休憩をはさんだ後、3.11を撮りつづける定点観測のあり方について、意見を交わしました。震災当時の写真と、同位置から撮影された数カ月後の写真を見比べ、復旧・復興がどう進んでいるのか、あるいは進んでいないのかを、みなさんと一緒に考えました。あの時並んでいた買い出しの行列は消え、普段のお店に戻っている風景や、9カ月経ってもガレキがそのままの風景などが紹介されました。定点観測のあり方について、今でもほぼ毎日のように、自宅から同じ風景を撮り続けているという方がいらっしゃいました。また、定点観測とは言え、図画がピッタリ合わなくても、キッチリ同じ場所と合わなくても、ある程度の雰囲気は伝わるのではないか、という意見などが出されました。

会は終始、和やかな雰囲気で行われました。
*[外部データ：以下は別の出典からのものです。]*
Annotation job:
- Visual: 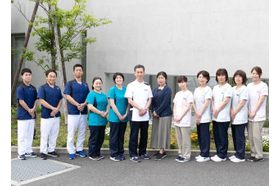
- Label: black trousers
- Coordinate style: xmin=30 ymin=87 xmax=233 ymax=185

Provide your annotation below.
xmin=231 ymin=123 xmax=247 ymax=159
xmin=129 ymin=121 xmax=149 ymax=157
xmin=88 ymin=126 xmax=106 ymax=157
xmin=110 ymin=122 xmax=126 ymax=157
xmin=213 ymin=121 xmax=230 ymax=159
xmin=197 ymin=122 xmax=210 ymax=157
参加者の話を伺いながら、定点観測をするということは、震災当時と今の自分と向き合うことなんだということに気付かされました。復旧・復興の過程は記録しなければ忘れられてしまうおそれがあります。今後の復旧・復興の様子、街がどう変化していくのか、変化しないのか。被災地に住む私たちの責任として、じっくりと記録し続けていきたいと思っています。